Jackson: “We all understand race relations in that time. It’s like getting back to that whole nigger, not nigger conversation when you’re talking about me. I could be in the room or out of the room, but you very seldom going to say, ‘You know, the black guy that was with me.’ That’s not what people said [at that time]. That’s just not how people talked. So when I’m in the room or out of the room, when they say ‘the nigger’ I don’t have to look around to see who they are talking about. They’re talking about me… There’s going to be a whole bunch of people who are going to watch this movie that agree with [Walton Goggins’ character]… And there are going to be people watching the movie that are going to be on my side. Everyone’s going to have a fan. Daisy is going to have fans. There will be people there who wish things were still like they used to be… And we know we’re not just making a movie for Quentin’s fans because we know people who hate Quentin’s movies and what they stand for but are still going to go see this movie. Just because they like shoot ’em ups. They are gonna sit there and go, ‘Shit, that’s my thing right there! Damn right, all those niggers lie!’ That’s just what they’re gonna do because that’s that segment of society. And other people will be like, ‘Oh my god, I can’t believe they talked like that.’ But that’s just what movies do and that’s why we make these things, so that we can start conversations or get people thinking. And hopefully, that will make a change.”
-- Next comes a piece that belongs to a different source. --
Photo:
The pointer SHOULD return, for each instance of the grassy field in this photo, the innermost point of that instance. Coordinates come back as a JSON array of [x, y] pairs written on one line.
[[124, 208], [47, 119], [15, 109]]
Step 6: Screw being politically correct

Quentin Tarantino: “Me as an artist I don’t really think about it at all. It actually is not my job to think about that. Especially in terms of with me as a writer in particularly, but also as a filmmaker… It is my job to ignore social critics or the response that social critics might have when it comes to the opinions of my characters, the way they talk, or anything that can happen to them. We can talk about the race stuff which we just talked about. I am sure some people here sitting in the room might be uncomfortable about the violence that is handed out to Jennifer’s character. And actually I am playing with that in the course of the movie. When she gets that crack in the head by John Ruth at the beginning of the movie, that is meant to send a shock wave through the audience. You aren’t necessarily meant to like Domergue, in that moment, but you are meant to think that John Ruth is a brutal bastard at that moment because that does seem like an overreaction to what she did and what she said. Now time goes on and you see how you feel about the characters. But it’s meant to do that.

“The thing is, the pressure cooker that we’re talking about, is that anything can happen to these characters. Any piece of outrageous violence could happen to them. I paint in a system where there aren’t color book lines. I can cross those lines. So, I am going to make it that seven of these characters, anything can happen to them. But when it comes to this eighth character I have to protect her because she’s a woman and they can’t have the same destiny? No, that goes against the entire story. I am not going to think like that. I think of somebody like [director] Ken Russell who was raped over the coals by the press in England, constantly for the boundaries he pushed. Do you let these people get you down? I don’t think about them. I can’t think about them. It’s my job not to think about them. Because I believe in what I am 100 percent. And I am doing what I’m doing. If you don’t like it, don’t go see it.”

Step 7: Tackle the future, Quentin?

Tarantino: “That’s a really interesting idea. I don’t think anyone has ever really proposed it exactly the way you proposed it to me. Everyone always talks about the science fiction genre in particular, which always makes me think about people in spaceships, and I can appreciate that but that’s not really where I think my dramatist aspect lies. I don’t think I have ever thought about it as far as dealing with a future society like ours, and what that would entail. And what would it mean to jump 20 years or 50 years or a 100 years in the future and literally look at it at that point of view. I’ve never really thought about that before. But it is a profound thought I have to admit.”

And boom! Just like that, we’ve got Tarantino’s next movie. One can only hope. See The Hateful Eight in theaters Christmas Day.